What if the question turned slightly, including more than your own kid? What if your decision to skip science and withhold vaccinations from your child threatens the lives of other children too young to have that option? Or worse, that the younger kid gets sick – and dies. Should you be on the hook – legally speaking?
You’re damn right. And that’s not just me talking (although it is), but it’s the thesis of an intriguing piece in the Journal of Law Medicine & Ethics where the authors ask “Is there a case for holding non-vaccinators legally liable for harm caused to others by their inaction?”
Nevermind that the leading voice behind the vaccination-autism link has long since been debunked, discredited and ostracized by the scientific community. Or that the poster child for the movement is a former centerfold taking a seat on a morning talk show. Or even that the science now points to another potential cause of autism (if this one even holds up). The simple fact of the matter is that this is a crusade based on nothing, led by actors. It might as well be Scientology.
And their conclusion?
“Liability could certainly exist if a parent simply chose not to vaccinate his child and a death results.

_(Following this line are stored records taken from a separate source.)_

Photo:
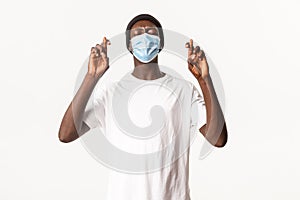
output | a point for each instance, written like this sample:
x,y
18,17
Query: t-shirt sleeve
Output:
x,y
94,114
198,109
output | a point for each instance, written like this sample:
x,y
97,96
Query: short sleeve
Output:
x,y
198,110
94,114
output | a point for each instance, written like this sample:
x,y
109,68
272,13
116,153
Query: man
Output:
x,y
170,182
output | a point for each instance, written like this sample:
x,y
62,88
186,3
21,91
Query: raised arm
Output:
x,y
72,126
214,130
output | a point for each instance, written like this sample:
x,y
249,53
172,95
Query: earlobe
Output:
x,y
130,46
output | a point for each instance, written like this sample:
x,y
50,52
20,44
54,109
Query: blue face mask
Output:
x,y
145,47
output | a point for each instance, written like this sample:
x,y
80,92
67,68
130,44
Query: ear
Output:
x,y
130,46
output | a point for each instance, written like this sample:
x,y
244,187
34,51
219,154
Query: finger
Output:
x,y
103,55
191,47
93,51
104,42
196,50
99,49
201,55
187,45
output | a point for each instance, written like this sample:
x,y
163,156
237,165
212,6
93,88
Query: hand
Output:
x,y
197,62
98,60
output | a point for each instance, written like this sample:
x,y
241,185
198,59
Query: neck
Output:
x,y
147,71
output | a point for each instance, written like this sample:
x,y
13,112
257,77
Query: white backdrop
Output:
x,y
254,45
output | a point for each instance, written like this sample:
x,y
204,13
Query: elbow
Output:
x,y
65,136
222,141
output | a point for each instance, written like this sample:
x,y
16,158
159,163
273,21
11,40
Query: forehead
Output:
x,y
143,23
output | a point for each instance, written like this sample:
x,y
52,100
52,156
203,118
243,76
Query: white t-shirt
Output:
x,y
122,111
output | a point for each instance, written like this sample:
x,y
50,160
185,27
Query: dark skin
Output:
x,y
214,130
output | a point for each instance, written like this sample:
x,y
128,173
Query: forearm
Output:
x,y
215,130
71,126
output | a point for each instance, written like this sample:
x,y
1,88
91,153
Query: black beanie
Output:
x,y
144,17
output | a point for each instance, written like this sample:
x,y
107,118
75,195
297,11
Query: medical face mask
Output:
x,y
145,47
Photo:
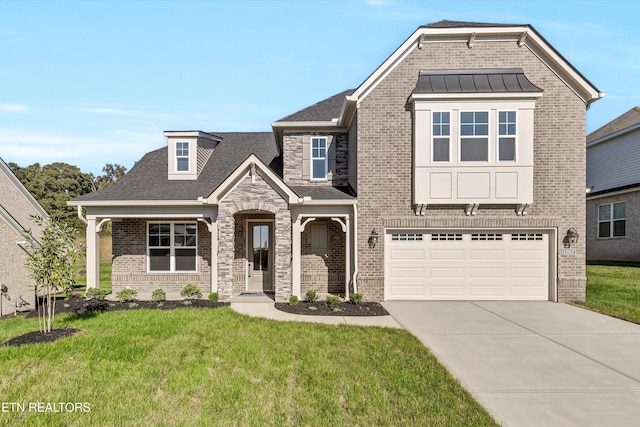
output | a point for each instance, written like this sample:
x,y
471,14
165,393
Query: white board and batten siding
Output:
x,y
467,265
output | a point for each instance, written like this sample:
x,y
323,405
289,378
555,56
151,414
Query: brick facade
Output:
x,y
624,248
384,175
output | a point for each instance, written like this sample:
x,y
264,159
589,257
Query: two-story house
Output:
x,y
613,184
17,209
456,170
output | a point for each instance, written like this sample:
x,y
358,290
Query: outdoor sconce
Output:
x,y
373,239
571,237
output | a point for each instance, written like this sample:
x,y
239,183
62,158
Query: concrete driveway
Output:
x,y
534,363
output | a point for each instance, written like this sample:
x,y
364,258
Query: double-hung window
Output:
x,y
611,220
319,158
441,136
506,136
172,246
474,136
182,156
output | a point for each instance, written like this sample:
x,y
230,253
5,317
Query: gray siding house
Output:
x,y
17,206
455,171
613,184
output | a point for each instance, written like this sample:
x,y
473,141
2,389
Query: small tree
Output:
x,y
50,262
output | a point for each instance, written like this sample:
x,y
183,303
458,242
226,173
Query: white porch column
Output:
x,y
93,254
296,250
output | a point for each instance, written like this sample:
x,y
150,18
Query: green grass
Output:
x,y
80,273
614,289
216,367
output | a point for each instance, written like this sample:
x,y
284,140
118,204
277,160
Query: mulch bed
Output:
x,y
343,309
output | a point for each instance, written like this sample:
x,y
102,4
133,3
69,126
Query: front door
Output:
x,y
260,256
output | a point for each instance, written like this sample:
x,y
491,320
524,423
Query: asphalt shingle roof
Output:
x,y
627,120
147,180
323,111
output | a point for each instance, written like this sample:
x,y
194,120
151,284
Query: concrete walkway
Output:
x,y
534,363
268,310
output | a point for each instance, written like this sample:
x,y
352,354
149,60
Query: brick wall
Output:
x,y
130,259
323,272
625,248
384,160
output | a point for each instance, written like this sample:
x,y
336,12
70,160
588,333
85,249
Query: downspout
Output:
x,y
355,247
83,219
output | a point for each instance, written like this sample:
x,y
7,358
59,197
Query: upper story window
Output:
x,y
611,220
507,136
172,246
182,156
319,158
474,136
441,136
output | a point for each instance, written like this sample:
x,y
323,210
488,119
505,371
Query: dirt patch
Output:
x,y
342,309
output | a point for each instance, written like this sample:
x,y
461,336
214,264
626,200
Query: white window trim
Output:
x,y
611,221
172,247
498,136
433,137
491,136
325,158
177,157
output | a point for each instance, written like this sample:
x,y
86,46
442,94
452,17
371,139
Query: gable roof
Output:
x,y
488,80
323,111
148,180
626,122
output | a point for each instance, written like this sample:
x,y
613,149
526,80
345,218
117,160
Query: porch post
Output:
x,y
93,254
295,255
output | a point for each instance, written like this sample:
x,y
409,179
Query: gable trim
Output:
x,y
22,189
252,164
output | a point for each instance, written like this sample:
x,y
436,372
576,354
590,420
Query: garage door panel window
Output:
x,y
612,220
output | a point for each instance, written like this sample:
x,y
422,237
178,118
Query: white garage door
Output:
x,y
454,265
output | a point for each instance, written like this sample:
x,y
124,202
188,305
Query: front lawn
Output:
x,y
216,367
614,289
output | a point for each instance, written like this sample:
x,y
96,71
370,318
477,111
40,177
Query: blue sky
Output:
x,y
93,82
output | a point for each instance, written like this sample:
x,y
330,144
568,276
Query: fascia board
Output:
x,y
264,171
135,203
613,135
571,77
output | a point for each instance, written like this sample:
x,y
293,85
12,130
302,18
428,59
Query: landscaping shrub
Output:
x,y
191,291
159,295
311,296
333,301
95,293
127,295
355,298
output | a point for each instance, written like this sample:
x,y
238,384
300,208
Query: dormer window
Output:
x,y
182,156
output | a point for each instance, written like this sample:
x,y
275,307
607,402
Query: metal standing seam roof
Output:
x,y
494,80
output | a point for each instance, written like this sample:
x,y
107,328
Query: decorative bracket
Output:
x,y
471,209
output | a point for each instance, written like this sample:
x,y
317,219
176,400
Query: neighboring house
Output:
x,y
613,185
455,171
17,206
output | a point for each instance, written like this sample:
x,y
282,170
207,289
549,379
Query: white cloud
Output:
x,y
15,108
90,153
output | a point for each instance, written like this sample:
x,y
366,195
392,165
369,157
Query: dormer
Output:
x,y
188,152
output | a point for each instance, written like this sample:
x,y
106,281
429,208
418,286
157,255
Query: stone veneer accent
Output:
x,y
619,248
129,269
384,161
324,274
297,168
252,198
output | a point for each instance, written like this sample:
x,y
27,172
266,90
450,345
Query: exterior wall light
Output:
x,y
373,239
571,237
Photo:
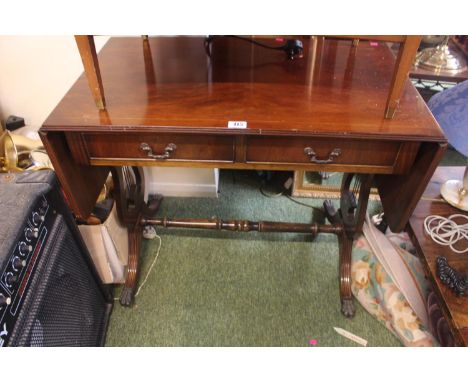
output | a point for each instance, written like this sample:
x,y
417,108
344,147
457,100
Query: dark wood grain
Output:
x,y
405,58
190,92
81,184
455,308
91,64
168,87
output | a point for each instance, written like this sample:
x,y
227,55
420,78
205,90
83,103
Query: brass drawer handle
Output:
x,y
313,156
167,151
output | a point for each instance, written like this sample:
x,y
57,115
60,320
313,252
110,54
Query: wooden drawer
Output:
x,y
113,147
328,152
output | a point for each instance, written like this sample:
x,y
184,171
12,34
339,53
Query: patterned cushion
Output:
x,y
374,288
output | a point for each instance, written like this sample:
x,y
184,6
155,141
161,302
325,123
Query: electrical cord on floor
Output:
x,y
445,231
150,268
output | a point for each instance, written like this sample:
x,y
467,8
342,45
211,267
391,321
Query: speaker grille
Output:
x,y
64,305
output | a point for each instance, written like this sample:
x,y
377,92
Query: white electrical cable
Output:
x,y
445,231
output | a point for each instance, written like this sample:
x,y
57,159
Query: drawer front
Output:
x,y
159,147
322,151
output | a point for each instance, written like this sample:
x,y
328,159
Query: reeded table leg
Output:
x,y
134,240
129,193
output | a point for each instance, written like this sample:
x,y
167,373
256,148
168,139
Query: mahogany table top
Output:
x,y
175,85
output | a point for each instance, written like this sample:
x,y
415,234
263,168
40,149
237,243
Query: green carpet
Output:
x,y
240,289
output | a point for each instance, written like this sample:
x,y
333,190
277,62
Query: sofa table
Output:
x,y
245,107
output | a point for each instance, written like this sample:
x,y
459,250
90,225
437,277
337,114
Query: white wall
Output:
x,y
37,71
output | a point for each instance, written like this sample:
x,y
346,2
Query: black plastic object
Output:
x,y
52,294
13,122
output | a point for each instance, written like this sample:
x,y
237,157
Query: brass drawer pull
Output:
x,y
167,151
313,156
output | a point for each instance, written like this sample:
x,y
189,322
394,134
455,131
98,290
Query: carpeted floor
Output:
x,y
240,289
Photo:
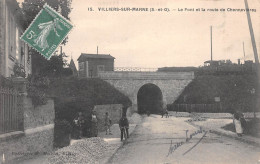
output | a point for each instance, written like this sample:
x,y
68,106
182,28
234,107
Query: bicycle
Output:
x,y
124,132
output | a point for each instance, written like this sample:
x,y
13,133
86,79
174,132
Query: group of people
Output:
x,y
165,112
80,123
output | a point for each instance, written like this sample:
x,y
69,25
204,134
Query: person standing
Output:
x,y
79,122
124,125
108,123
237,123
94,125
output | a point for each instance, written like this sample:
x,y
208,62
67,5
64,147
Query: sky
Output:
x,y
162,39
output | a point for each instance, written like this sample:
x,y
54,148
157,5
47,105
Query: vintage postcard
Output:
x,y
129,81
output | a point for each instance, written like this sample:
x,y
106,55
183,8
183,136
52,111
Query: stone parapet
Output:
x,y
147,75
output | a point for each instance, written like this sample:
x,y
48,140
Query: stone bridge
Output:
x,y
149,90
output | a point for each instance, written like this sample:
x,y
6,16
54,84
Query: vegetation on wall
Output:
x,y
37,87
236,92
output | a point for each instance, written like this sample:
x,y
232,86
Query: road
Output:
x,y
164,140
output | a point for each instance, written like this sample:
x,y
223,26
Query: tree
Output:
x,y
39,64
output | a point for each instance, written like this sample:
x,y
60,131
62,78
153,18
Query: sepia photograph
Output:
x,y
129,82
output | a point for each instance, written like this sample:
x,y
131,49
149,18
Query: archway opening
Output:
x,y
149,98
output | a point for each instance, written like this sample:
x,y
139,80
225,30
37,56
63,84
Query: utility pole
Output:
x,y
244,52
255,54
211,42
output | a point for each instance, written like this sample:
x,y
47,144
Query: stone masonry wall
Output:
x,y
38,134
114,112
170,83
171,89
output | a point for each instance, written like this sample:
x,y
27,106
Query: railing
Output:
x,y
9,113
199,108
134,69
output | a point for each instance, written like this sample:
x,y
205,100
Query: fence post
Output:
x,y
20,86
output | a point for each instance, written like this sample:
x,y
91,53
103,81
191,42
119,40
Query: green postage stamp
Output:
x,y
47,31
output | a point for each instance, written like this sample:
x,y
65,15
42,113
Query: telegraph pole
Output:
x,y
211,43
255,52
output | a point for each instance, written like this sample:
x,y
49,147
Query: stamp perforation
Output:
x,y
31,24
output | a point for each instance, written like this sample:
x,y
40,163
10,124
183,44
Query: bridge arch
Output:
x,y
149,98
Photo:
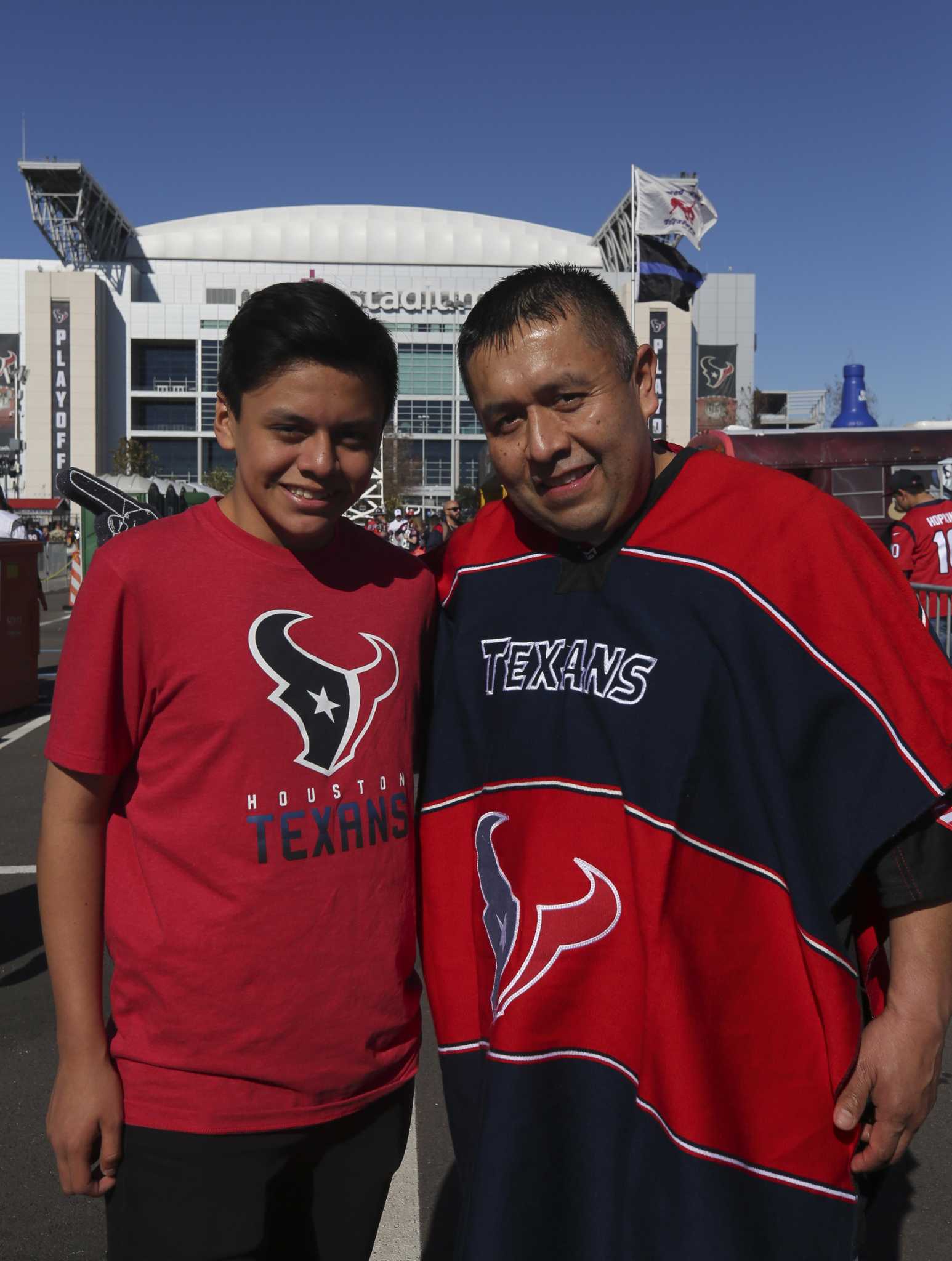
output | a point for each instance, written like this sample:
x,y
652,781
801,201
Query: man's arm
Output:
x,y
85,1114
901,1052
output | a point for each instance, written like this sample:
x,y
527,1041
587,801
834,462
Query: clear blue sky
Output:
x,y
821,133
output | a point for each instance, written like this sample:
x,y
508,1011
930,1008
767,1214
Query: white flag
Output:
x,y
671,206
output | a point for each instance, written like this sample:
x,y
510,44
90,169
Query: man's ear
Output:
x,y
643,381
225,423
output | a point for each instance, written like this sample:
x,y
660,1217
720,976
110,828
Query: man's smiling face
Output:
x,y
568,435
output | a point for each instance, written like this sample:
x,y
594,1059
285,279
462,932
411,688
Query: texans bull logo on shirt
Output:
x,y
332,707
558,926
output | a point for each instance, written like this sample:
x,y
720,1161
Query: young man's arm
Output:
x,y
901,1054
85,1115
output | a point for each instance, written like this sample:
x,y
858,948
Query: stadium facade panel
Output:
x,y
143,344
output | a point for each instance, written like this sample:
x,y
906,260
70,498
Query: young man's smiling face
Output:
x,y
305,447
568,435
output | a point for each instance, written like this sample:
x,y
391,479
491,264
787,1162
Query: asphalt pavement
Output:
x,y
910,1221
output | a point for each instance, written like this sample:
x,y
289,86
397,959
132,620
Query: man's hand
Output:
x,y
898,1070
85,1124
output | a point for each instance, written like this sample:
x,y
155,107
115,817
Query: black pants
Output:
x,y
309,1195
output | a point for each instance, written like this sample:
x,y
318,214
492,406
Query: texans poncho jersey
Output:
x,y
648,783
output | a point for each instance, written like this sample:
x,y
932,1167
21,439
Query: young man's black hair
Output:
x,y
544,296
301,322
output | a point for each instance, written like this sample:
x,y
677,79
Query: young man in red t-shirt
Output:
x,y
230,805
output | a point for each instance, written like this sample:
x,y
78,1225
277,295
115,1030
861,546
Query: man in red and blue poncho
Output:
x,y
690,747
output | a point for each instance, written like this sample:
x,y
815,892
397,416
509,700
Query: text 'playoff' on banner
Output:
x,y
60,345
658,331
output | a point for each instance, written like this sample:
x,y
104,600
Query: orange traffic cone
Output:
x,y
76,576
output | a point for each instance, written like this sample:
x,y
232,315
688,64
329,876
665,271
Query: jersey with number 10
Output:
x,y
922,542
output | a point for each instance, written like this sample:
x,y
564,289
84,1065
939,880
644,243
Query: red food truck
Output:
x,y
852,464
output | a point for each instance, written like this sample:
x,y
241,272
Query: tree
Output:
x,y
220,480
134,458
401,462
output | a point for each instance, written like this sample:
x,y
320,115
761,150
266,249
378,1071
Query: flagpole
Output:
x,y
635,260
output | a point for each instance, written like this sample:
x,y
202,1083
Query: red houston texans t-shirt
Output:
x,y
260,897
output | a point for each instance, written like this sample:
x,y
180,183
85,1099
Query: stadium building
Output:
x,y
121,331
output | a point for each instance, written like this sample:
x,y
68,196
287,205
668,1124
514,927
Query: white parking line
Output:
x,y
23,730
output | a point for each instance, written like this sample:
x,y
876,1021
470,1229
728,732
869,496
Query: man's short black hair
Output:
x,y
304,322
546,294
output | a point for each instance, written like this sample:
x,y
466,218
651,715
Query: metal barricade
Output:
x,y
54,568
937,603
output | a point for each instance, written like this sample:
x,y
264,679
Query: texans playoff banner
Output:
x,y
717,371
60,344
658,329
9,363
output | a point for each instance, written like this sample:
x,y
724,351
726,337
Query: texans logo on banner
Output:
x,y
557,927
332,707
717,371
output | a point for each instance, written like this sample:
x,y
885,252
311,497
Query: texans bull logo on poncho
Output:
x,y
332,707
559,926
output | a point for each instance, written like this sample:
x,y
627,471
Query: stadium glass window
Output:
x,y
158,414
472,459
214,457
421,328
211,355
424,416
426,367
438,463
411,461
168,367
861,488
468,419
173,458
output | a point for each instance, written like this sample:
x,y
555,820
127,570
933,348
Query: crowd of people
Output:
x,y
418,533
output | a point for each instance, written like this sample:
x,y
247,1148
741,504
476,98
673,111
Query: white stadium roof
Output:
x,y
379,235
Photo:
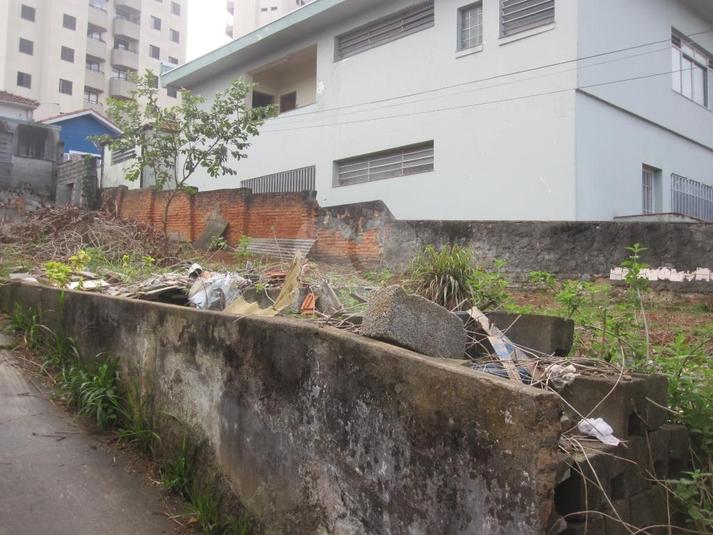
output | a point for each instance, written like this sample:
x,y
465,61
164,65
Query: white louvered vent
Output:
x,y
520,15
388,164
385,30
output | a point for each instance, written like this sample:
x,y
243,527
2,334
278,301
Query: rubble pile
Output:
x,y
57,233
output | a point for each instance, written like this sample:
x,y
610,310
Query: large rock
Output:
x,y
415,323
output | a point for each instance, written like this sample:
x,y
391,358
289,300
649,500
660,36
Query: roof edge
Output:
x,y
177,76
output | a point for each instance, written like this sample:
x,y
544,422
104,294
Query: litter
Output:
x,y
599,429
560,376
215,292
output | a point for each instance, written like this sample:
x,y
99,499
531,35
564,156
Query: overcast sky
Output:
x,y
206,26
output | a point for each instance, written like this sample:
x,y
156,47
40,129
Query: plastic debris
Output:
x,y
560,376
599,429
216,292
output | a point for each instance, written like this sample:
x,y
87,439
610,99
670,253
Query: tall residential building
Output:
x,y
72,54
248,15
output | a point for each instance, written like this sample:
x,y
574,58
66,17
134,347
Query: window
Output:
x,y
27,13
94,33
120,74
288,102
67,54
32,142
91,96
69,22
385,30
690,64
262,100
470,26
294,180
393,163
692,198
93,64
24,79
27,46
521,15
121,44
651,188
65,87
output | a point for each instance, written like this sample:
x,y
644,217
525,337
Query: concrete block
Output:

Even if a parent chooses to not vaccinate a child under a state law permitting exemptions, that may not create complete protection against liability for the adverse consequences of that choice. Choices about vaccination have consequences, and sometimes, sadly, deadly consequences. It will be up to the courts to determine whether exemption statutes suffice to give complete protection against liability no matter how negligent, risky, or indifferent to the welfare of others a non-vaccinating parent is in exposing a child to others. The scientific and legal foundation for bringing charges against non-vaccinators for the harm they do exists.”
So the paper concedes the freedom from vaccination exits. (Which reminds me, what do we call these societal throwbacks? Non-vaxers? Anti-shooters? Flat earthers?) But along with nearly everything else in life, that choice doesn’t take place in a vacuum. What you choose to do (or not in this case) can impact others – and if it cause them harm, expense or worse, then you should be legally liable. I mean isn’t that the whole concept behind secondhand smoke, or even drunk driving?
Just like the mythical free lunch or honest politician, it’d becoming increasingly clear there’s no such thing as a victimless crime. And so maybe true freedom exists only in utter solitude.